I'm surprised by your risk tolerance. If I had any cloud service at this level in my stack go down for three days, I'd start shopping for an alternative. This exceeds the level of acceptability for me for even non-HA requirements. After all, if I can't trust them for this, why would I ever consider giving them my HA business? Just based on napkin math for us, this could've been a potential loss of nearly half a million dollars. Up until this point, I've looked at Fly.io's approach to PR and their business as unconventional but endearing. Now I'm beginning to look at them as unserious. I'm sorry if that sounds harsh. It's the cold truth.
I think you're not exposed enough to the reality of hardware. There was no need for the host to come back online at all. I think it was a mistake of Fly.io to even attempt to do it. Just say tell the customer the host was lost and offer them a new one (with a freshly zeroed volume attached). You rent a machine, it breaks, you get a new one.
If they're sad that they lost their data, it's their fault for running on a single host with no backup. By actually performing an (apparently) difficult recovery, they reinforced their customers erroneous expectation that they are somehow responsible for the integrity of the data on any single host.
They're not responsible for extreme data recovery, but (almost?) all of the customer data volumes on that server were completely intact. They damn well should be responsible for getting that data back to their customers, whether or not they get the server going again.
If you run off a single drive, and the drive dies, any resulting data loss is your fault. But not if something else dies.
Directly attached storage in AWS is a special niche that disappears when you so much as hibernate. And even then they talk about how disk failure loses the data but power failure won't.
This is much closer to EBS breaking. It happens sometimes, but if the data is easily accessible then it shouldn't get tossed.
In hindsight I wish I could edit because my above comment was pretty trigger happy and focused overly focused on the amount of downtime. It was colored by some existing preconceptions I had about Fly, and I'm honestly surprised it continues to be upvoted. When I made this comment I hadn't yet learned some of the bits you mentioned here at the end from another thread. Anyway, I tend to agree overall. I actually suggested Fly even reconsider offering this configuration given that they refer to it as a "single-node cluster", which is an oxymoron.

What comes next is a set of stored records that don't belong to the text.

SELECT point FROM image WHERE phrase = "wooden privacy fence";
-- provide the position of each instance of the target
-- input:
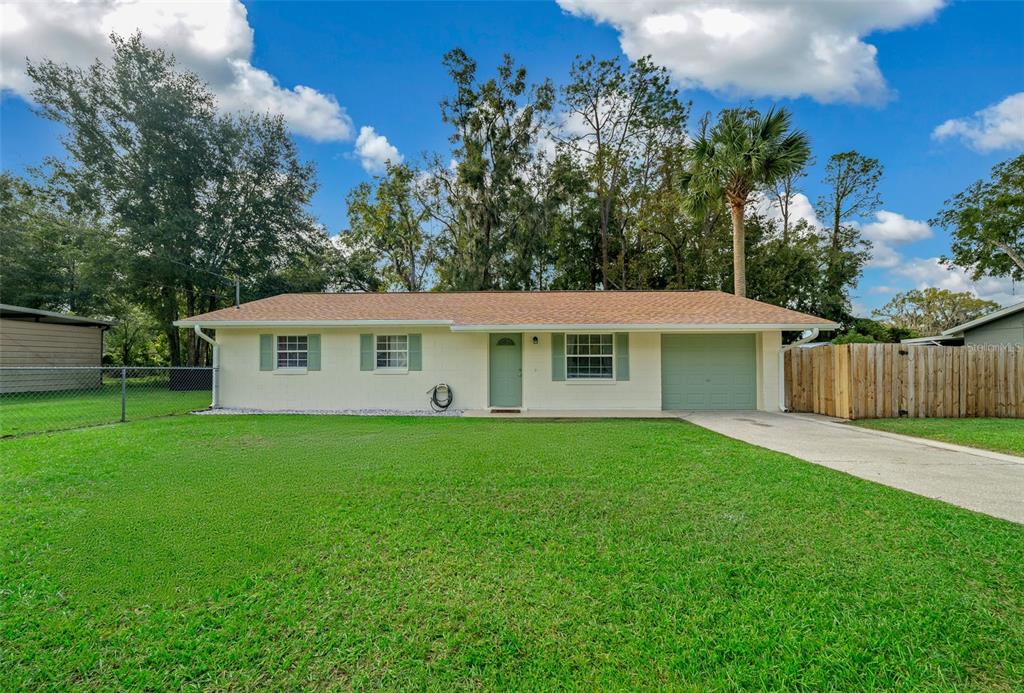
(879, 381)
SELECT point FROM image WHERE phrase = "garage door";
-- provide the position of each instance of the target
(709, 372)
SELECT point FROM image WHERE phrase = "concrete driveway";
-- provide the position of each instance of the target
(987, 482)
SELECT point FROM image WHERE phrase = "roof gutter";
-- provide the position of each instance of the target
(535, 327)
(811, 336)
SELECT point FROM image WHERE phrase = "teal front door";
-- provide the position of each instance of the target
(506, 370)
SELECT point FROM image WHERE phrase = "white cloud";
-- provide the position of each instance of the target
(925, 272)
(1000, 126)
(785, 48)
(374, 150)
(212, 38)
(889, 229)
(894, 227)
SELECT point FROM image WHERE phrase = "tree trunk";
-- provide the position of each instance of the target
(738, 250)
(604, 249)
(1012, 254)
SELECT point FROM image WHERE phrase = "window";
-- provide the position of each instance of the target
(589, 356)
(392, 351)
(293, 352)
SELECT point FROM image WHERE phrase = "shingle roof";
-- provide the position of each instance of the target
(494, 309)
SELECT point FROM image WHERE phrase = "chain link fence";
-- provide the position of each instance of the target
(40, 399)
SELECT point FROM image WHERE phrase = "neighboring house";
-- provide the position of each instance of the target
(1000, 327)
(41, 339)
(503, 350)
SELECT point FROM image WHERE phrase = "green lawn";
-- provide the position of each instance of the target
(1003, 435)
(146, 397)
(290, 552)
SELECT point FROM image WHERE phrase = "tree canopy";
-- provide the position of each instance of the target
(987, 223)
(161, 200)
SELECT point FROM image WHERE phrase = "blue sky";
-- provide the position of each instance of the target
(378, 66)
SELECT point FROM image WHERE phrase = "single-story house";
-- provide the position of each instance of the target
(43, 340)
(637, 350)
(999, 327)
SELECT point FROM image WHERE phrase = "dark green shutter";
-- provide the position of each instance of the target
(415, 352)
(266, 352)
(622, 355)
(312, 352)
(558, 356)
(366, 352)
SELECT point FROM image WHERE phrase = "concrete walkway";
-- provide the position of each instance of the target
(983, 481)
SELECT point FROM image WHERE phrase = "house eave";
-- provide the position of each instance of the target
(607, 327)
(984, 319)
(632, 327)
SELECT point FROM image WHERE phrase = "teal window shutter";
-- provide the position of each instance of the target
(266, 352)
(558, 356)
(312, 352)
(622, 355)
(415, 352)
(366, 352)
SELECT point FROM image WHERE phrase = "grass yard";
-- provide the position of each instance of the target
(146, 397)
(288, 552)
(1001, 435)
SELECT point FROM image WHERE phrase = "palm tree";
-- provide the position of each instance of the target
(743, 152)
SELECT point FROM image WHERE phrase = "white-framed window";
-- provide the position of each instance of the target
(391, 351)
(293, 351)
(590, 356)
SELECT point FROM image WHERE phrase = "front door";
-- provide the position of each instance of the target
(506, 370)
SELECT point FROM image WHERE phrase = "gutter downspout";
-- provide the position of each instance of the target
(215, 403)
(781, 364)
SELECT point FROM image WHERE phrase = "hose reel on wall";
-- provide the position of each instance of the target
(441, 396)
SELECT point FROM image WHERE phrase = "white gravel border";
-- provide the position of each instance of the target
(228, 412)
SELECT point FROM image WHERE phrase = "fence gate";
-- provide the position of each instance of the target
(879, 381)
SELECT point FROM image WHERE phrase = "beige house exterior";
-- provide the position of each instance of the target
(40, 339)
(501, 351)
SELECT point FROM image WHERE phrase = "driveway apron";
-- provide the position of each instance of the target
(979, 480)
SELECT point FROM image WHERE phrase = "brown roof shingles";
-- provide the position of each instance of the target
(518, 308)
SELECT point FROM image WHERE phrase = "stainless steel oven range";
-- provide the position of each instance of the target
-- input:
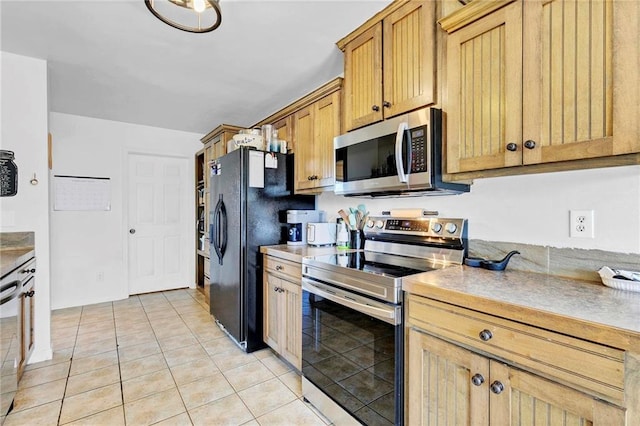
(352, 325)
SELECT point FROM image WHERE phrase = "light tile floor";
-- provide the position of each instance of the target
(155, 359)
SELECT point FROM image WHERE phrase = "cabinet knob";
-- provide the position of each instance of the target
(477, 379)
(485, 335)
(497, 387)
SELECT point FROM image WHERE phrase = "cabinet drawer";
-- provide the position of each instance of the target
(285, 267)
(576, 362)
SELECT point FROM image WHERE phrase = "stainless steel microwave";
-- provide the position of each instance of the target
(398, 156)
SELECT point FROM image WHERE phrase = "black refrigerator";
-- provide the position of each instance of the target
(250, 193)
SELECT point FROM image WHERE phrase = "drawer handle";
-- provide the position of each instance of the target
(497, 387)
(477, 379)
(485, 335)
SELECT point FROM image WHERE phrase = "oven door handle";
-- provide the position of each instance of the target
(389, 315)
(402, 129)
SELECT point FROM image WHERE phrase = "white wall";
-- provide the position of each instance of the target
(534, 209)
(88, 251)
(24, 131)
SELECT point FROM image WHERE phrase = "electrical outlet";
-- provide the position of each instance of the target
(581, 224)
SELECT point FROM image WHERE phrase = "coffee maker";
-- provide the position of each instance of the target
(297, 225)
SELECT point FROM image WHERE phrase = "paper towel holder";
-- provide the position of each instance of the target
(410, 212)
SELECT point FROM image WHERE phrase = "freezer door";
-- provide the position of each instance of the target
(227, 282)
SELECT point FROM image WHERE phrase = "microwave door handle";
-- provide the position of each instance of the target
(402, 129)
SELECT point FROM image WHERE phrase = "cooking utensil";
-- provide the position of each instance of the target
(345, 217)
(493, 265)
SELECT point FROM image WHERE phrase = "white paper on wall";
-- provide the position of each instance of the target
(81, 193)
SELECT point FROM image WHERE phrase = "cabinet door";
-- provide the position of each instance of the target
(484, 79)
(291, 320)
(440, 386)
(219, 149)
(271, 310)
(27, 302)
(363, 79)
(527, 399)
(327, 126)
(409, 50)
(304, 158)
(568, 80)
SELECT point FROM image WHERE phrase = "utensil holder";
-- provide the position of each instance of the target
(356, 239)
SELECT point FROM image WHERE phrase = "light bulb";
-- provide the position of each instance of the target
(199, 6)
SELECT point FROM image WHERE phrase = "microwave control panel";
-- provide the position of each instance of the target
(418, 151)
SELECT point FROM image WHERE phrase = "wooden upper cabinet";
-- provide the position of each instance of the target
(304, 158)
(363, 79)
(215, 142)
(314, 129)
(537, 82)
(390, 63)
(284, 127)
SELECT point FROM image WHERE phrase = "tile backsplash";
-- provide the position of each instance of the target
(566, 262)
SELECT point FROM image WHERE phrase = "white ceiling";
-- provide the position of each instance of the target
(112, 59)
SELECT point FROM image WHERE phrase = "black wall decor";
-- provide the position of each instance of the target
(8, 174)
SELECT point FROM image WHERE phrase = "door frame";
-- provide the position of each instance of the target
(188, 221)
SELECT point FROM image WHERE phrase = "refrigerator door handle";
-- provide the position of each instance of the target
(223, 215)
(215, 240)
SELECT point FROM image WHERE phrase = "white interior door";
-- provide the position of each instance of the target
(158, 223)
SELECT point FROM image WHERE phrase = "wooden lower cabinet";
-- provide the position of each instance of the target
(282, 309)
(448, 384)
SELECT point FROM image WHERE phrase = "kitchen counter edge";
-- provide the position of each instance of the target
(584, 309)
(296, 253)
(13, 258)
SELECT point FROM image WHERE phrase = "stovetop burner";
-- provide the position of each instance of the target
(377, 263)
(394, 248)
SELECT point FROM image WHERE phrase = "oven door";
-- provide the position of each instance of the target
(352, 354)
(393, 155)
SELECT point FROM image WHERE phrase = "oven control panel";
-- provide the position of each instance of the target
(429, 227)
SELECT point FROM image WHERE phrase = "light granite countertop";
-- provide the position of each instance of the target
(296, 253)
(584, 309)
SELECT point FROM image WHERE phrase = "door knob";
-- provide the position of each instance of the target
(497, 387)
(485, 335)
(477, 379)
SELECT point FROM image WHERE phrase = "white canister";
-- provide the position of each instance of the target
(342, 235)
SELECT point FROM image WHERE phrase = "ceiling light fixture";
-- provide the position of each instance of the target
(194, 16)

I would think so, it's honestly strange to think about. The idea of having the node come back after it broke is a bit ridiculous to me. A node breaks, you delete it from your interface and provision a new one, the idea of even waiting 5 minutes for it to come up is strange. This whole conversation seems detached from how the cloud is supposed to and has operated in the past decade.

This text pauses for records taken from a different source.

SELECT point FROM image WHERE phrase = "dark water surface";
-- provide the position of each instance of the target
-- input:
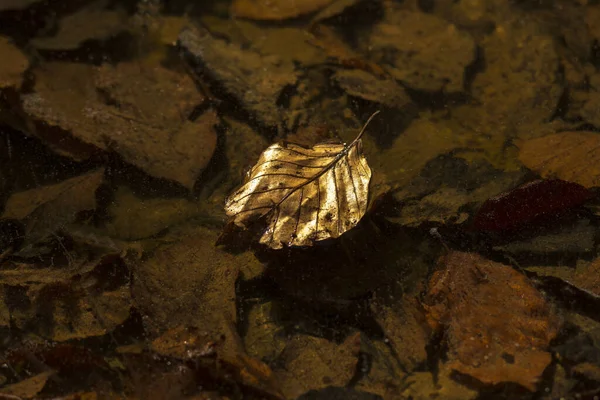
(185, 211)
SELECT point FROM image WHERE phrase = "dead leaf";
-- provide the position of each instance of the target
(306, 194)
(529, 204)
(587, 277)
(65, 198)
(139, 111)
(90, 23)
(254, 80)
(497, 326)
(335, 8)
(571, 156)
(314, 363)
(16, 4)
(28, 388)
(14, 65)
(406, 330)
(189, 282)
(4, 311)
(47, 209)
(276, 9)
(426, 386)
(425, 52)
(367, 86)
(420, 143)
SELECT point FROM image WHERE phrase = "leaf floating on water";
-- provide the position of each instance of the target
(306, 194)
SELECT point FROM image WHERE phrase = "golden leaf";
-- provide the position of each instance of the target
(306, 194)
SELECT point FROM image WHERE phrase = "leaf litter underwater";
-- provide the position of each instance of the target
(460, 262)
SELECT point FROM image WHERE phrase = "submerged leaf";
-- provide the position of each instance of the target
(306, 194)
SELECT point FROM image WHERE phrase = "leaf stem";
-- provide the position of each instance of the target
(364, 128)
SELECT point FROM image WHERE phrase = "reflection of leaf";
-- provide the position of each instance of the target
(308, 194)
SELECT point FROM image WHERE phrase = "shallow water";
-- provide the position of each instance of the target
(152, 247)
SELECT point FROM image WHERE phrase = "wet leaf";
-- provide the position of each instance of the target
(367, 86)
(276, 9)
(306, 194)
(141, 111)
(15, 64)
(189, 282)
(252, 79)
(572, 156)
(314, 363)
(333, 9)
(529, 203)
(60, 201)
(406, 331)
(424, 51)
(90, 23)
(496, 325)
(27, 388)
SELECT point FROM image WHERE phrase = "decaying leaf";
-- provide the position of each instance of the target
(306, 194)
(572, 156)
(496, 325)
(276, 10)
(311, 363)
(11, 71)
(27, 388)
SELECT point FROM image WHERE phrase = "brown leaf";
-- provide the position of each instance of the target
(406, 330)
(13, 66)
(497, 326)
(314, 363)
(571, 156)
(276, 9)
(28, 388)
(425, 52)
(587, 277)
(365, 85)
(87, 24)
(191, 283)
(254, 80)
(140, 112)
(307, 194)
(65, 198)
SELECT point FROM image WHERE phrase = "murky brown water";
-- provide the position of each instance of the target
(185, 211)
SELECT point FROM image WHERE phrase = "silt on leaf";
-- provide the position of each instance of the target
(305, 194)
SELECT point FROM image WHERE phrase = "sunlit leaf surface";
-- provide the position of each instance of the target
(307, 194)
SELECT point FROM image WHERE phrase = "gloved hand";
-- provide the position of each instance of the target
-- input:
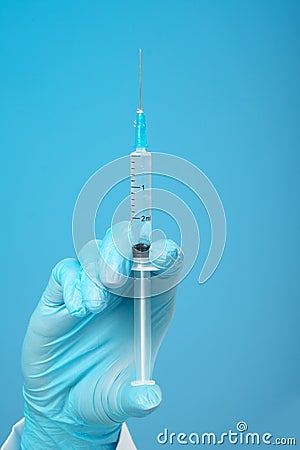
(78, 358)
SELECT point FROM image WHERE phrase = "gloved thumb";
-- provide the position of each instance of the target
(140, 400)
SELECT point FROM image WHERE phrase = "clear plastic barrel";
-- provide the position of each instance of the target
(140, 196)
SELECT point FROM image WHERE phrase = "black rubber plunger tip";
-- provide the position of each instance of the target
(141, 250)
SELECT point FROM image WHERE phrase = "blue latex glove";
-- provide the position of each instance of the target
(78, 358)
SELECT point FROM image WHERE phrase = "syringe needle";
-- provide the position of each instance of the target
(141, 80)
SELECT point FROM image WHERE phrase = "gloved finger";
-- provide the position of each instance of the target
(115, 260)
(108, 399)
(141, 400)
(64, 287)
(95, 297)
(167, 256)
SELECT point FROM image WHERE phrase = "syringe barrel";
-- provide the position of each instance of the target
(140, 196)
(142, 327)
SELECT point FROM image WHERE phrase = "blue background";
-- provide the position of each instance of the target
(221, 88)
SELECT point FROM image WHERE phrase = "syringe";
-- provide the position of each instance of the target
(140, 208)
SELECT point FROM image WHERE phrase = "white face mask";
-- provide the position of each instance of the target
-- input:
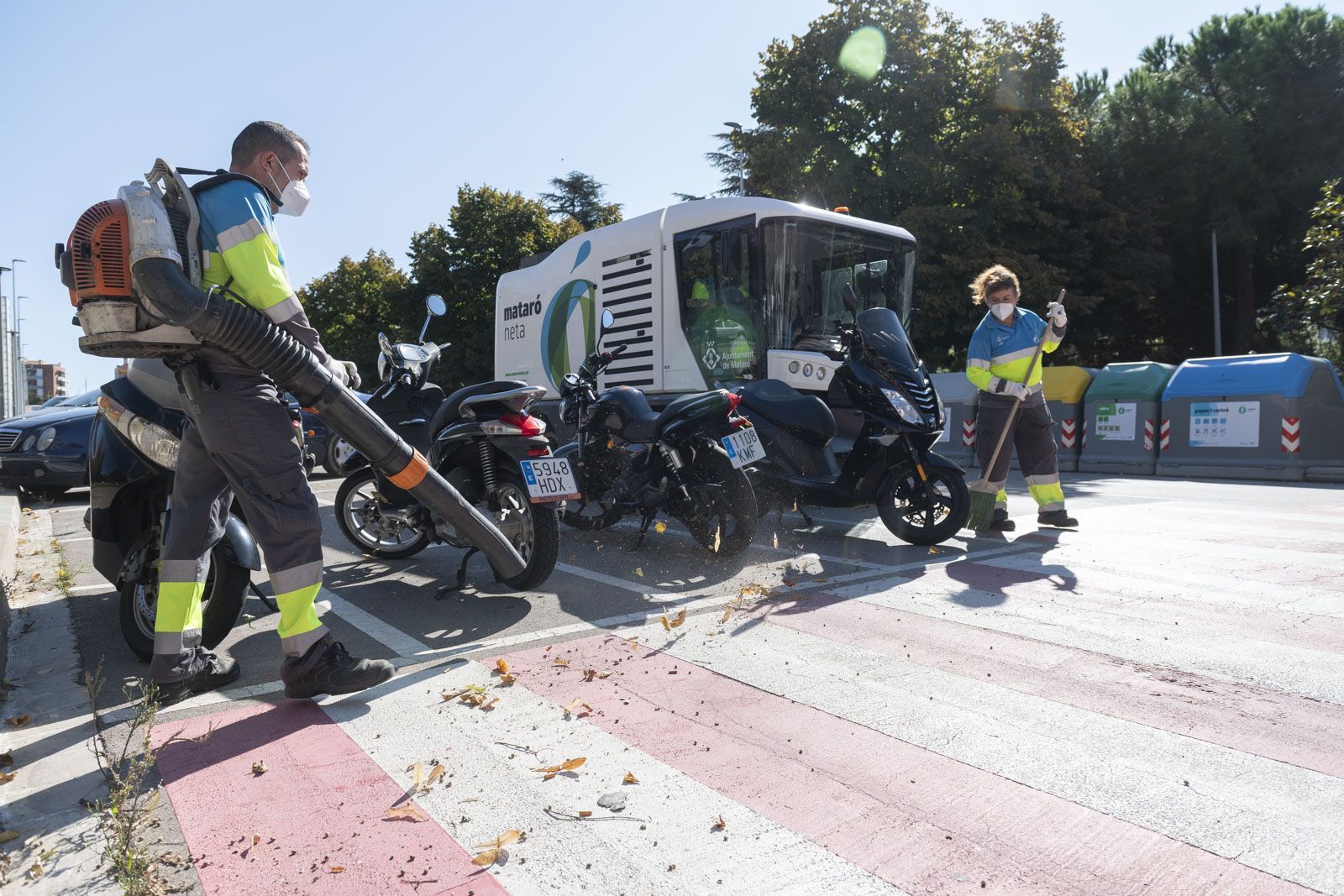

You're saying a single server failure is going to to cost your business half a million dollars?
This was a server with local NVMe storage. The simplest thing to do would have been to just get rid of it, but we have quite a few free users with data they care about running on single node Postgres (because it's cheaper). It seemed like a better idea to recover this thing.

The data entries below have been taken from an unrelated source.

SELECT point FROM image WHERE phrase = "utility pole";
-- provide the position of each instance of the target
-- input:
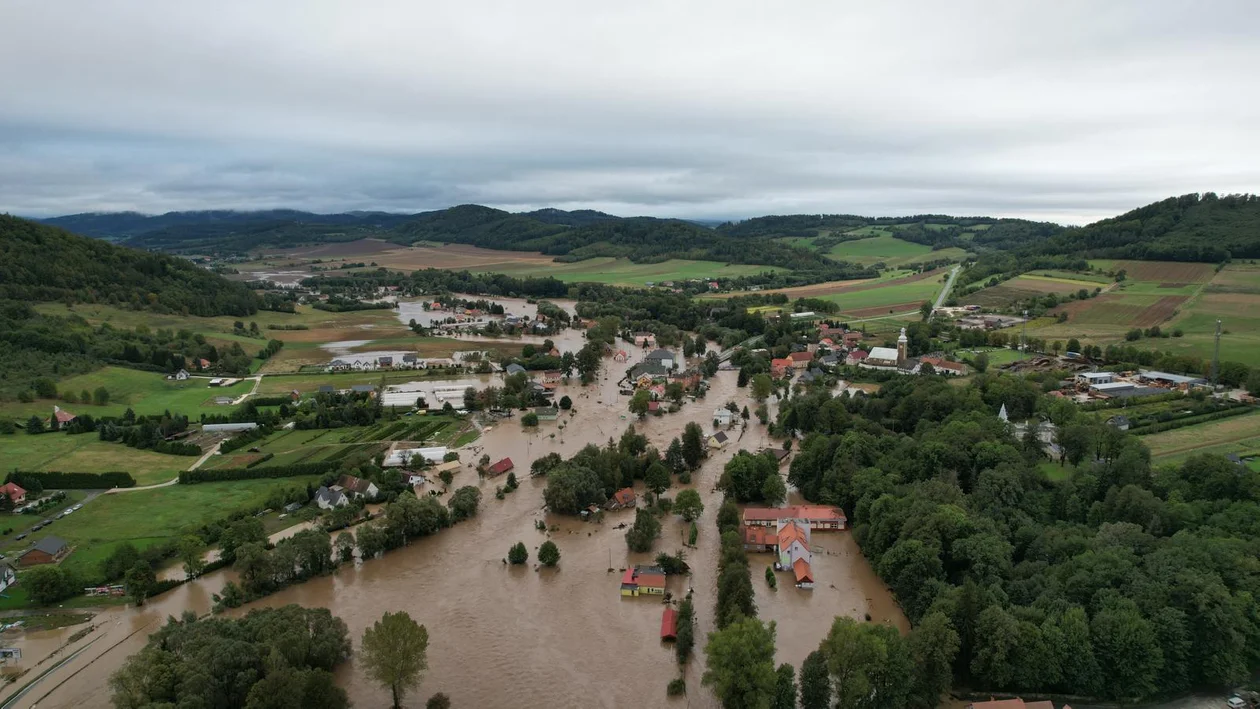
(1216, 354)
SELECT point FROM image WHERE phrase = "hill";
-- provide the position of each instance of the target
(45, 263)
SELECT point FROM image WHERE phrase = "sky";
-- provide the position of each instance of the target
(708, 110)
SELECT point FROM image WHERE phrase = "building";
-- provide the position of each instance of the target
(48, 550)
(800, 360)
(328, 499)
(17, 495)
(669, 625)
(815, 516)
(663, 358)
(358, 486)
(643, 581)
(500, 467)
(621, 499)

No, it wouldn't, at least not given the contextual details of this situation because we wouldn't do that. Honestly there are parts of my above comment that hold but I admit in the moment that it was a bit impulsive of me because I hadn't yet learned all of the details necessary to make that judgment call. That number is right under slightly different circumstances if you're asking, but it sounds like you were trying to prove a point. If that's true, you succeeded. I learned a bit later that what they were calling a cluster was a single server and that's just... yeah.